Yasmin Sooka, Chair of the Commission on Human Rights in South Sudan, told the U.N. Human Rights Council on Wednesday that “brazen embezzlement” In south sudan is aided and abetted in these crimes by a number of international corporations and multinational banks,”
“Some of this money has been laundered through the purchase of properties abroad.’’
“To give a flavor of what’s going on – a recent report to parliament by South Sudan’s National Revenue Authority indicates that approximately $300 million U.S. dollars have been ‘lost’ in the last three months alone,” Sooka said.
The U.N. has said more than 6 million people — over half South Sudan’s population — regularly goes hungry.
Sooka’s [slightly edited] statement
South Sudan is a country where lives are being destroyed by financial corruption on an epic scale. Looting and pillage aren’t just offshoots of war – they are arguably the main drivers of the conflict.
At one end of the spectrum, South Sudan’s political elites are fighting for control of the country’s oil and mineral resources, in the process stealing their people’s future. At the other, the soldiers in this conflict over resources are offered the chance to abduct and rape women in lieu of salaries. The eight-year-old girl gang raped in front of her parents is the collateral damage.
The most recent Social Progress Index report looks at the well-being of a society rather than GDP, measuring basic physical needs for life like food and shelter, essential services like health and education, as well as access to fundamental freedoms. To a large extent it’s also a result of the mismanagement of resources.
Our Commission has uncovered brazen embezzlement by senior politicians and Government officials, together with a number of entities linked to the Government. We can reveal the misappropriation of a staggering $36 million US dollars since 2016. It is worth noting this is just what we were able to trace and may not reflect the whole picture.
These represent illicit financial flows from the ministry of Finance and Economic Planning and the National Revenue Authority. Shockingly, these South Sudanese bodies have been aided and abetted in these crimes by a number of international corporations and multinational banks. Some of this money has been laundered through the purchase of properties abroad. Indeed those properties may well be in your countries.
The result is South Sudan’s oil dependent economy is struggling, unable to compensate for the loss in revenue. To give a flavour of what’s going on – a recent report to parliament by South Sudan’s National Revenue Authority indicates that approximately $300 million US dollars have been “lost” in the last three months alone, while the Economic Crisis Management Committee reported that $3.1 million US dollars was “missing” at the Directorate of Nationalities, Passport, and Immigration.
Battered by conflict and corruption, South Sudan has now simply run out of foreign exchange and is unable to prevent the depreciation of their pound. The situation is compounded by the system of dual exchange rates which is abused by political elites who access hard currency at discounted rates, while hyperinflation and the COVID-19 pandemic have deepened poverty for the civilian population. The black-market inflation rates have reached 20+ per cent in just two months.

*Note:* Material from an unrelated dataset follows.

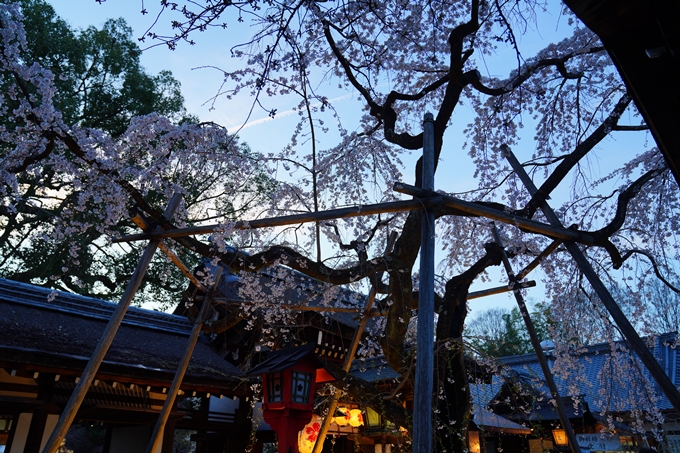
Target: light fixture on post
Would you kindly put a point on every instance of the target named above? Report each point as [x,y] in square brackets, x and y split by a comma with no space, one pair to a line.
[289,379]
[560,436]
[473,442]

Layered on top of crisis after crisis comes the COVID-19 pandemic, exposing the structural inequalities that have remained unaddressed for decades. If restrictions on the importation of food continue, and food prices continue to shoot up, there is a possibility of food-related riots or other forms of social unrest.
Madame President, In this internecine situation, tearing communities apart and fuelling ethnic and religious hatred, women and girls remain the major casualties. The lack of accountability for the serious international crimes being committed demands the attention of Member States of this Council.Without this, the cycle of destruction and impunity will not be broken.
Madam President, Sexual exploitation and abuse by Government officials is rife in South Sudan. The Commission uncovered a sex racket involving Government officials’ exploitation of young girls. Nothing illustrates better the total impunity that exists for sexual and gender-based crimes in South Sudan.
In a country where the bride price is exorbitant in terms of cattle, the freedom to abduct young girls and force them into marriage is a terrible incentive to commit abduction and rape with no fear of consequences.
We heard credible reports of girl children as young as eight years old suffering multiple forms of rape and sexual violence. In many cases the parents and family members have been forced to watch as they are gang raped by multiple perpetrators.